Jackie Berry, a student nurse from Medway, said: ‘Student nurses work long hours for low pay.

‘I’m not responsible for the mistakes of the bankers, but it’s people like me and most importantly the patients who are being asked to pay for the mistakes of the banks.

‘It’s hard to imagine how the coalition can make things any worse for us on our ward, we are so understaffed.

‘It’s happening across the public sector – their fight is our fight.’

She called for ‘generalised strike action now’.

She added: ‘Our unions pay millions and millions into the Labour Party and they can’t even stand up and defend our brothers and sisters when they take strike action.’

Ron Singer, a member of the BMA’s GPs committee, said: ‘They are telling us lies.
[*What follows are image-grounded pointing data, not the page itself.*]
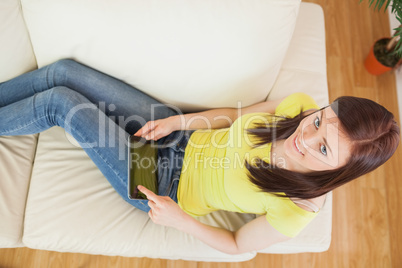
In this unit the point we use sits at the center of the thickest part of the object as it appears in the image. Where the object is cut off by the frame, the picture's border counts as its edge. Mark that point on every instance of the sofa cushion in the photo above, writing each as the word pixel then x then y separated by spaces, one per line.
pixel 17 156
pixel 15 47
pixel 71 207
pixel 304 68
pixel 193 54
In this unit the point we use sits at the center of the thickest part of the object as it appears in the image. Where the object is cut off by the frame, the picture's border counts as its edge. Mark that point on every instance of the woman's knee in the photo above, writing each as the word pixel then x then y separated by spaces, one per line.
pixel 66 98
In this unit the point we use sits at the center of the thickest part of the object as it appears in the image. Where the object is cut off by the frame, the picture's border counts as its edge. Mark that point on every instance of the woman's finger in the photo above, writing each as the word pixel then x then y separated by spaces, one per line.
pixel 149 194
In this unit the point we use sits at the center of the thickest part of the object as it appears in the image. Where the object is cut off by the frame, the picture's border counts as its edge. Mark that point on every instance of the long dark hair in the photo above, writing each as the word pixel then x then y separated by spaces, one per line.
pixel 369 126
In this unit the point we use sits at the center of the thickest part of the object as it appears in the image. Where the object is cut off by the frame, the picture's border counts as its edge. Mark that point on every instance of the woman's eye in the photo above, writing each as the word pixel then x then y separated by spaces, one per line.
pixel 323 149
pixel 317 122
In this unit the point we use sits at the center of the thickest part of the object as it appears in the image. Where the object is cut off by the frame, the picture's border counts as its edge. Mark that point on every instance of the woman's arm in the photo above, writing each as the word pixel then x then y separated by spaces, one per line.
pixel 255 235
pixel 210 119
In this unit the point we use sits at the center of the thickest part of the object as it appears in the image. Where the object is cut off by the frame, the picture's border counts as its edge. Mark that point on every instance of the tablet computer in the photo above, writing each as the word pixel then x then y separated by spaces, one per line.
pixel 142 166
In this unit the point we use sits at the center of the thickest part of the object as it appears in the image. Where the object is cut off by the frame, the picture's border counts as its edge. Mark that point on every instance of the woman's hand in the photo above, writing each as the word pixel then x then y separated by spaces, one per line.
pixel 154 130
pixel 164 210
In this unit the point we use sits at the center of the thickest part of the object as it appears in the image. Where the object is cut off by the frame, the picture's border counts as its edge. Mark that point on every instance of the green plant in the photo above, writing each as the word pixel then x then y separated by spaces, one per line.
pixel 393 46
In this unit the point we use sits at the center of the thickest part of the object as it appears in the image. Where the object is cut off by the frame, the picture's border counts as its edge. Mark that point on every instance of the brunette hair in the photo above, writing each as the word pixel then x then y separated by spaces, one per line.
pixel 370 127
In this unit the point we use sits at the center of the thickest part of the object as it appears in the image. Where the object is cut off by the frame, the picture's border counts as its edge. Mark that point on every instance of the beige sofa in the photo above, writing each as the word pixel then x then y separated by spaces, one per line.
pixel 193 54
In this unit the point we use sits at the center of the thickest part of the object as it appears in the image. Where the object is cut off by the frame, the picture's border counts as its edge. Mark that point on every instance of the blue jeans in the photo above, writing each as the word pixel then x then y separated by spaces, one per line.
pixel 99 111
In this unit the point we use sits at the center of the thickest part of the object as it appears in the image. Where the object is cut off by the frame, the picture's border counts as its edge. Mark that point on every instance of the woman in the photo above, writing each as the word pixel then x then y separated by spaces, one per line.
pixel 251 161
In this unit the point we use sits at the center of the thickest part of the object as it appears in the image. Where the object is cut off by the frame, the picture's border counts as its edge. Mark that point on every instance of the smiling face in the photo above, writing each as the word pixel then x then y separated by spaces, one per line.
pixel 317 144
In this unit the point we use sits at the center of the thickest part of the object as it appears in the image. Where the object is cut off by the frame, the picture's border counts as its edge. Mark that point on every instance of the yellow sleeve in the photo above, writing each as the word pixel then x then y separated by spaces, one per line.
pixel 288 218
pixel 294 104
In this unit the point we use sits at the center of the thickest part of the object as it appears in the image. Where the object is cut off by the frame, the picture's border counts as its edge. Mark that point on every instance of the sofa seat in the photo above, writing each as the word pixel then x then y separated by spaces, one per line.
pixel 72 208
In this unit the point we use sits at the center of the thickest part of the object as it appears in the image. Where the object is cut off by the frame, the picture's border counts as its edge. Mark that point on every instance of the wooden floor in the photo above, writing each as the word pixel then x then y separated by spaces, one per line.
pixel 367 214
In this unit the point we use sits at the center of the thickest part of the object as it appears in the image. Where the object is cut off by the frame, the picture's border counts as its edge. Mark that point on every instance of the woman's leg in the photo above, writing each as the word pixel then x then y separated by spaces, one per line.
pixel 126 105
pixel 61 106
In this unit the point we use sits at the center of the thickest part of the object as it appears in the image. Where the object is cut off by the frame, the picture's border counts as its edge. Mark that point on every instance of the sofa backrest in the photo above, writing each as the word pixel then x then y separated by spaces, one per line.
pixel 16 54
pixel 190 53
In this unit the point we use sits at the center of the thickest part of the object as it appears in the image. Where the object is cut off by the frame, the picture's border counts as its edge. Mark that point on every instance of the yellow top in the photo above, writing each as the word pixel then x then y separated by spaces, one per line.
pixel 214 175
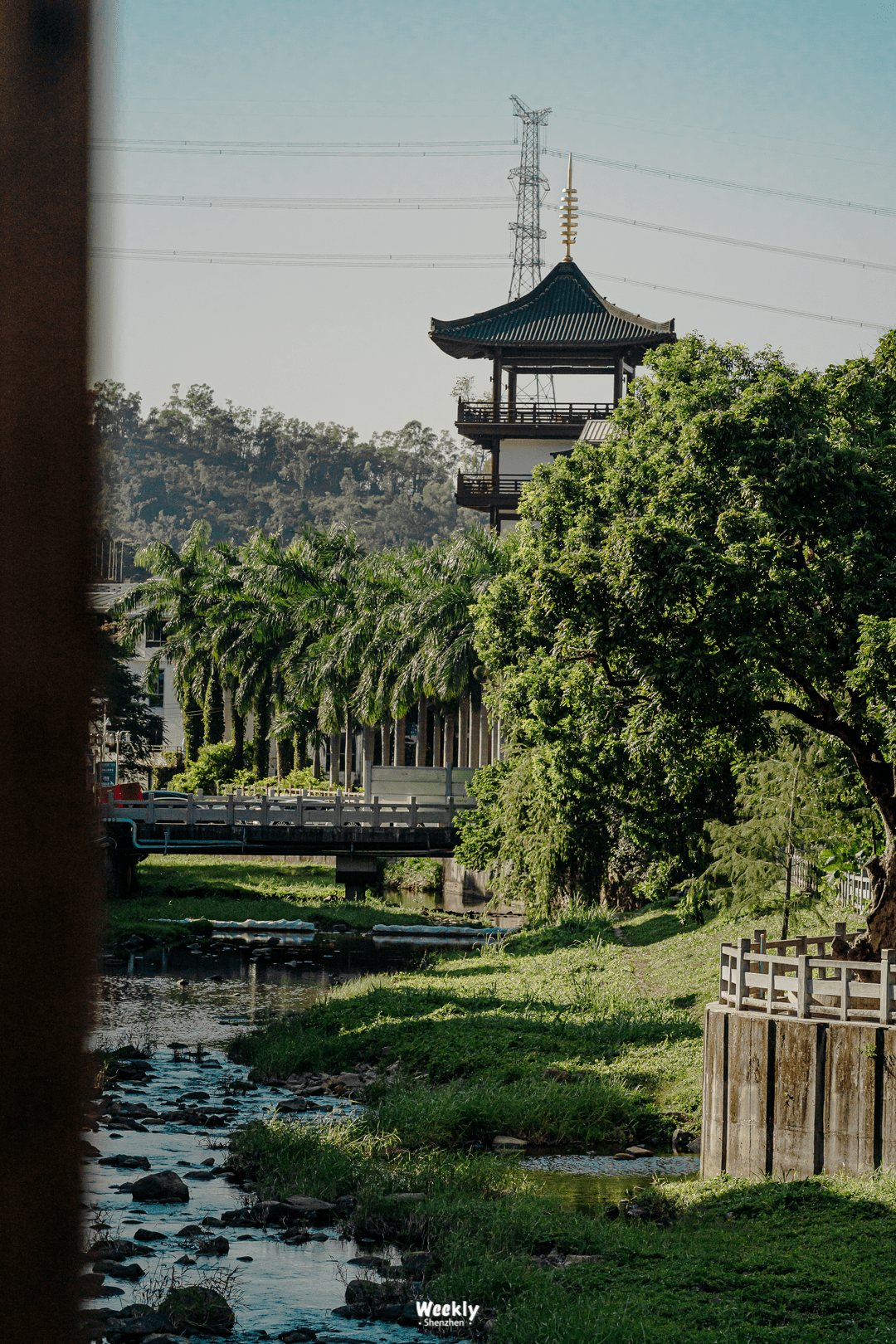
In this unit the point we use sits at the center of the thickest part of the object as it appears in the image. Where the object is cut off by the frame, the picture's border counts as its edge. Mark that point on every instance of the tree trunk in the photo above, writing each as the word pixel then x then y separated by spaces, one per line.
pixel 262 732
pixel 449 738
pixel 347 767
pixel 214 709
pixel 464 733
pixel 422 715
pixel 785 923
pixel 240 739
pixel 285 757
pixel 192 728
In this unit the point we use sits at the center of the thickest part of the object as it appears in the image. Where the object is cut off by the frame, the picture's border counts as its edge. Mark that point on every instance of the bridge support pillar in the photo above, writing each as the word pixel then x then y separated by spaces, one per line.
pixel 358 871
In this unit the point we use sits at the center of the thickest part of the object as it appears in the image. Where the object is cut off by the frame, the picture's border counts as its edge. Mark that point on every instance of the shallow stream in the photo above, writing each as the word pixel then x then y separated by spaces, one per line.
pixel 203 999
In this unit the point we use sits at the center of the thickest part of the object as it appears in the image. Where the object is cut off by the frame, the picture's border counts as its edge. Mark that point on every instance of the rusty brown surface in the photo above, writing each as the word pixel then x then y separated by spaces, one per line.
pixel 46 489
pixel 832 1105
pixel 747 1093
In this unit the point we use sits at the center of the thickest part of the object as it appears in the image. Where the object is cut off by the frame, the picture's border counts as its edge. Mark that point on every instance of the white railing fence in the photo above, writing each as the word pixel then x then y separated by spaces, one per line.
pixel 759 976
pixel 295 808
pixel 853 891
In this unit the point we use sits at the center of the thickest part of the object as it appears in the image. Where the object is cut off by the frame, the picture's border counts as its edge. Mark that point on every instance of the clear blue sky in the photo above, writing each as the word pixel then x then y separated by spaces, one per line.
pixel 796 95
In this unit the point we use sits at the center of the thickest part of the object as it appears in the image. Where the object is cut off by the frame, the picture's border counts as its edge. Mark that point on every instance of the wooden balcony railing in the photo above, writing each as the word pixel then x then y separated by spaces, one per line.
pixel 484 487
pixel 535 413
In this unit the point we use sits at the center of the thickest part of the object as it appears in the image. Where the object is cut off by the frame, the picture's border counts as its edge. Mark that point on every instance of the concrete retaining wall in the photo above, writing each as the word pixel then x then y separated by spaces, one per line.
pixel 796 1097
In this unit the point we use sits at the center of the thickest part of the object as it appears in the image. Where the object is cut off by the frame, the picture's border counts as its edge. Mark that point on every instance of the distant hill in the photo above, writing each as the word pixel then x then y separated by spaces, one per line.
pixel 192 459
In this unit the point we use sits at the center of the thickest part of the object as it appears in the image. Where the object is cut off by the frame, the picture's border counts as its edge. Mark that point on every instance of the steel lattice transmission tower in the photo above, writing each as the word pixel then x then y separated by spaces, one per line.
pixel 531 190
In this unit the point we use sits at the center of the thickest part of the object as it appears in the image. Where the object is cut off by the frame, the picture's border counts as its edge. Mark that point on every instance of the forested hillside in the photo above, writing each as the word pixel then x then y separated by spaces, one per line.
pixel 240 470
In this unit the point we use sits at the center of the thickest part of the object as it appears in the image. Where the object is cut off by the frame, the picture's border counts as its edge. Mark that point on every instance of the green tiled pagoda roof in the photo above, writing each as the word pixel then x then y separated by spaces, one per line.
pixel 563 312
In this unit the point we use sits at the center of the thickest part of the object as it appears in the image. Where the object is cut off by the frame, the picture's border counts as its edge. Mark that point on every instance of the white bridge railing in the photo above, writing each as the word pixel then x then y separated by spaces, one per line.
pixel 278 810
pixel 759 976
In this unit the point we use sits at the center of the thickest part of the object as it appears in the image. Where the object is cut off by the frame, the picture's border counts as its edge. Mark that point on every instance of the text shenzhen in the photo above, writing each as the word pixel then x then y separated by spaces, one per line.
pixel 446 1316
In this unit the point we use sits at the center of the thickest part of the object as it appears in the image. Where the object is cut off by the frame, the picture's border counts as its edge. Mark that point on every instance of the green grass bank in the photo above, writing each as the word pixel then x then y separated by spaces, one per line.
pixel 724 1262
pixel 206 888
pixel 727 1261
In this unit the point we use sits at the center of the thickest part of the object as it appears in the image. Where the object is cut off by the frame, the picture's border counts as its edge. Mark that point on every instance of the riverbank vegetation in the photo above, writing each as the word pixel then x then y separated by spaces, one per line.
pixel 204 888
pixel 709 1262
pixel 566 1034
pixel 617 1020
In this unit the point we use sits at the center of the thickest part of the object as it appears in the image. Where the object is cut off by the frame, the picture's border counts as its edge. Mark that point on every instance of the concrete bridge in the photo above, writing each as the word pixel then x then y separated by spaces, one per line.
pixel 355 828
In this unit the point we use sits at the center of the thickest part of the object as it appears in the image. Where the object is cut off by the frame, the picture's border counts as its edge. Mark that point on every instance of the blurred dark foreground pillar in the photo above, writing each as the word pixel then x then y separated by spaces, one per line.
pixel 47 856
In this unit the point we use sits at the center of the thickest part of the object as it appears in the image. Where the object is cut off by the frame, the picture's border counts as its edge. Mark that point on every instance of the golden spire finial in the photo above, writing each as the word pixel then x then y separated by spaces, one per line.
pixel 568 214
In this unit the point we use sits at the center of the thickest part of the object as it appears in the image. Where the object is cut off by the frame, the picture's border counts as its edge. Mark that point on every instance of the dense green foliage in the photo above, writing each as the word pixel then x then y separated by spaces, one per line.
pixel 726 555
pixel 308 636
pixel 715 1261
pixel 123 704
pixel 197 888
pixel 801 816
pixel 242 472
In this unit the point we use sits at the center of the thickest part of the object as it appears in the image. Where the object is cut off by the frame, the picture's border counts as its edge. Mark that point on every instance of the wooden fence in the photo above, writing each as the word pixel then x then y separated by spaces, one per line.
pixel 761 976
pixel 297 808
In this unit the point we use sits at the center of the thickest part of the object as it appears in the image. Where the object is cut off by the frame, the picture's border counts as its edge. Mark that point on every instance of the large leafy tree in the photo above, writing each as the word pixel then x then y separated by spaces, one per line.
pixel 730 554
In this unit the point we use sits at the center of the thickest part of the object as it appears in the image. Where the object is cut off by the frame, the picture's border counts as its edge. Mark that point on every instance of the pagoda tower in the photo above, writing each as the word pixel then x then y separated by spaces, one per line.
pixel 562 327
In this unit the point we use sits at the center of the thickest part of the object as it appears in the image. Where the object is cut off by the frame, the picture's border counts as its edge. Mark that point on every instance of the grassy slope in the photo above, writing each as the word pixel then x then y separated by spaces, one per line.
pixel 804 1262
pixel 484 1027
pixel 738 1262
pixel 204 888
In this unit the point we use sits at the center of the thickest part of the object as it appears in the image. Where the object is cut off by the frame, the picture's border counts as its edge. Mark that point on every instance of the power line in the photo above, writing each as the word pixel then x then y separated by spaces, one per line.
pixel 449 149
pixel 323 149
pixel 730 186
pixel 742 303
pixel 373 260
pixel 114 197
pixel 430 262
pixel 737 242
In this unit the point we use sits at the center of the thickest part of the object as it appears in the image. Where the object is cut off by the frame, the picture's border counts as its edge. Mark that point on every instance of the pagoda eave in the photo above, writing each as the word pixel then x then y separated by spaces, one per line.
pixel 550 355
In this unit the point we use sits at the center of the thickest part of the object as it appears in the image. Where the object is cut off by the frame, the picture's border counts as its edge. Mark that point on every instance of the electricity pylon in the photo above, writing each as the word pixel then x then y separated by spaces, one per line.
pixel 531 190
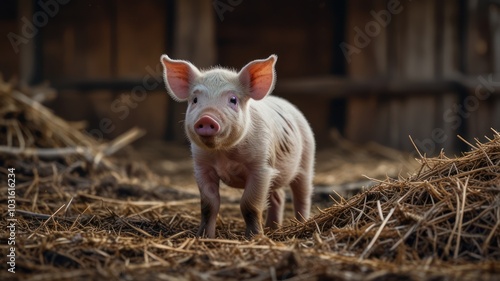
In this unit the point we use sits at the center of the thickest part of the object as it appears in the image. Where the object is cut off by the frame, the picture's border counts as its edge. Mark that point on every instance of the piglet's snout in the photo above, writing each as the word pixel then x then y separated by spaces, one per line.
pixel 206 126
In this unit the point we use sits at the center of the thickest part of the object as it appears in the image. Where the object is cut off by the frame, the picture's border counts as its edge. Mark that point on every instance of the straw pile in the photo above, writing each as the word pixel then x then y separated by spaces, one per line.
pixel 84 215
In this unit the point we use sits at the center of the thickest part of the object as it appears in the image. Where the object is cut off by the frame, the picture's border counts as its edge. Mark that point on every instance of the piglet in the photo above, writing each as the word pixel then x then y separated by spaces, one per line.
pixel 244 137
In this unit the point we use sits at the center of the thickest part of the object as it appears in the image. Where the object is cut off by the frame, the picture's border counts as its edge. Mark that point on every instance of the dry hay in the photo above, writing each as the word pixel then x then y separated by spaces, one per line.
pixel 83 215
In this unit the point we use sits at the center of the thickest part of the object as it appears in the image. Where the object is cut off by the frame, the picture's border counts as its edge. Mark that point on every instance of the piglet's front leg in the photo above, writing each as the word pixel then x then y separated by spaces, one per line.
pixel 254 199
pixel 208 184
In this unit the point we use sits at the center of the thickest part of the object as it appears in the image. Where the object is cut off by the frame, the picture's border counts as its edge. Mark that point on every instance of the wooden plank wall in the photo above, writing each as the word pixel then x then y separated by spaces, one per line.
pixel 96 40
pixel 9 59
pixel 482 59
pixel 300 33
pixel 421 43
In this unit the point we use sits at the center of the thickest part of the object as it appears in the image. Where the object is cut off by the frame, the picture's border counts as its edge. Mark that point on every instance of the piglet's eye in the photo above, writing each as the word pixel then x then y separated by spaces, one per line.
pixel 233 100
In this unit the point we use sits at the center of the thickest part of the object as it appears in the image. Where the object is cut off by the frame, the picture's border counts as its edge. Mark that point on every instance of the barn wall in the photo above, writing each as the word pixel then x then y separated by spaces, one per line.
pixel 94 41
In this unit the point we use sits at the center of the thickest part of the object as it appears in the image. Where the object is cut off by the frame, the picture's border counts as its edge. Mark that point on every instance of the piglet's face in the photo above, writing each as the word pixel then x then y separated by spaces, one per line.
pixel 217 116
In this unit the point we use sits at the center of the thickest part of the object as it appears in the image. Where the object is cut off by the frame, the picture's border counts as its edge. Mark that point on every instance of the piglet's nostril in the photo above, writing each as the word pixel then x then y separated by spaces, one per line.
pixel 206 126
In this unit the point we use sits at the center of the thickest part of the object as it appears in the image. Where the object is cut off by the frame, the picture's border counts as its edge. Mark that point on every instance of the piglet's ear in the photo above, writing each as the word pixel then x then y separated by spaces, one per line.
pixel 178 75
pixel 259 77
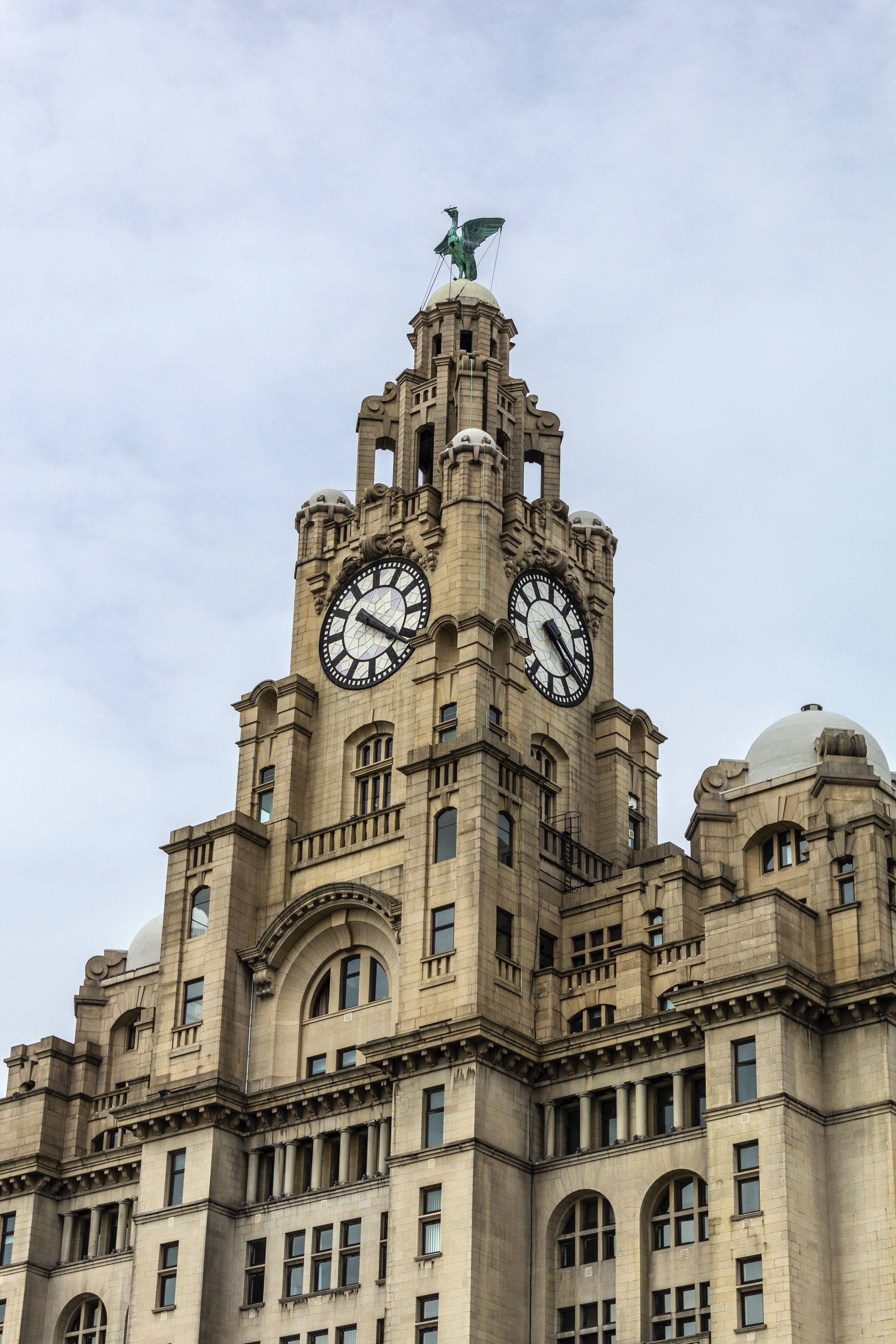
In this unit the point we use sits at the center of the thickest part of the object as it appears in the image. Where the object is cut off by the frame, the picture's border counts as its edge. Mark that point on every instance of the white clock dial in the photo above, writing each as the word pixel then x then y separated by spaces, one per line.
pixel 370 624
pixel 546 615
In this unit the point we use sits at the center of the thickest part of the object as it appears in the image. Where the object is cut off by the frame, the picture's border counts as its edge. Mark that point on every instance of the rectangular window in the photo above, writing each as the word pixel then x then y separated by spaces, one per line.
pixel 435 1117
pixel 167 1275
pixel 7 1230
pixel 295 1265
pixel 442 931
pixel 752 1303
pixel 428 1316
pixel 256 1254
pixel 323 1260
pixel 769 855
pixel 194 1001
pixel 504 933
pixel 199 913
pixel 432 1221
pixel 746 1070
pixel 177 1167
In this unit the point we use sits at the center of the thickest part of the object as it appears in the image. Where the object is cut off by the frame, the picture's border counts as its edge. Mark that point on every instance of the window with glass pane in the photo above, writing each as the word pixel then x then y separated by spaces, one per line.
pixel 442 931
pixel 505 839
pixel 7 1233
pixel 295 1265
pixel 177 1169
pixel 435 1101
pixel 194 1001
pixel 379 981
pixel 504 933
pixel 199 912
pixel 746 1070
pixel 87 1324
pixel 351 983
pixel 447 835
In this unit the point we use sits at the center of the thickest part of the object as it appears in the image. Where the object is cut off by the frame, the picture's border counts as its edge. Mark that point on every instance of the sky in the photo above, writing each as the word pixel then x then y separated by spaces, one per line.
pixel 217 220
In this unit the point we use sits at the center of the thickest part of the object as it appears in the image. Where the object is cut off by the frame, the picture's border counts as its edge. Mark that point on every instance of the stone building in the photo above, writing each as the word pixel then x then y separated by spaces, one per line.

They lied when they said there’s going to be no top-down reorganisation of the NHS, then they started lying about the statistics.

‘The NHS is improving year on year.

‘Now they’re saying they’re not privatising the NHS – that’s a lie too.

‘They want to sell-off NHS services to any willing provider.

‘GPs do not support these changes.

‘They are in consortia as a defensive move to protect their patients.’

He warned the government was moving in the direction of the United States where 50 million have no health insurance and 30 million more are deemed ‘uninsurable’.

‘They are trying to abolish a universal health care system.’

John Healy, Labour shadow health minister, was interrupted and heckled several times when he spoke by trade unionists angry at actions of the Blair-Brown governments and for Ed Miliband’s attack on last week’s public sector strike for pensions.

Healy said he was ‘proud of the work we’ve done with Unite, with the work we’ve done on the legislation over there (pointing to parliament), and proud we have the Tories on the backfoot’.

Dr Wendy Savage, founder member of Keep Our NHS Public, said: ‘We must step up our opposition to Lansley’s Bill.

‘It should be withdrawn, scrapped and buried, as the BMJ says in its editorial this week.’

Paul Motante, TUC Public Services, brought greetings from the TUC General Council to the rally.

‘Congratulations on a fantastic event on the doorstep of parliament,’ he said.

He urged everyone to stick to the founding principles of the NHS: universal healthcare, healthcare at the point of delivery and healthcare free to all ‘regardless of your income or wealth’.

‘Healthcare is a right not a privilege or a commodity to be bought and sold.’

He said rallies were taking place on the NHS’s 63rd birthday in ‘places as diverse as Torbay, Coventry, Hastings, Manchester and Milton Keynes, sending an unequivocal message to the government and privateers and the healthcare corporations: keep your greedy hands off our NHS!’

Joe, from UK Uncut, said: ‘If we do not fight they will destroy the NHS.’

A medical student from NHS Direct Action said: ‘They’re taking away our social reform so we should show them social revolution. Happy Birthday to the NHS.’

The final speaker was Bill Rogers, secretary of the North-East London Council of Action, who invited everyone to join the latest picket to keep Chase Farm Hospital open outside the closure-threatened hospital in Enfield on July 19, ‘from 7.00am to 2.00pm.’

He said the Council of Action had been fighting for more than four years to keep the hospital open, picketing every month against closure.

‘The trade unions have to step into this fight,’ he said, and stop the private companies coming into the NHS and taking it over.

‘Every hospital and department threatened with closure should be occupied and the trade unions should call a general strike, to stop these cuts and stop this Bill,’ he said to applause and loud shouts of ‘Yes, absolutely!’.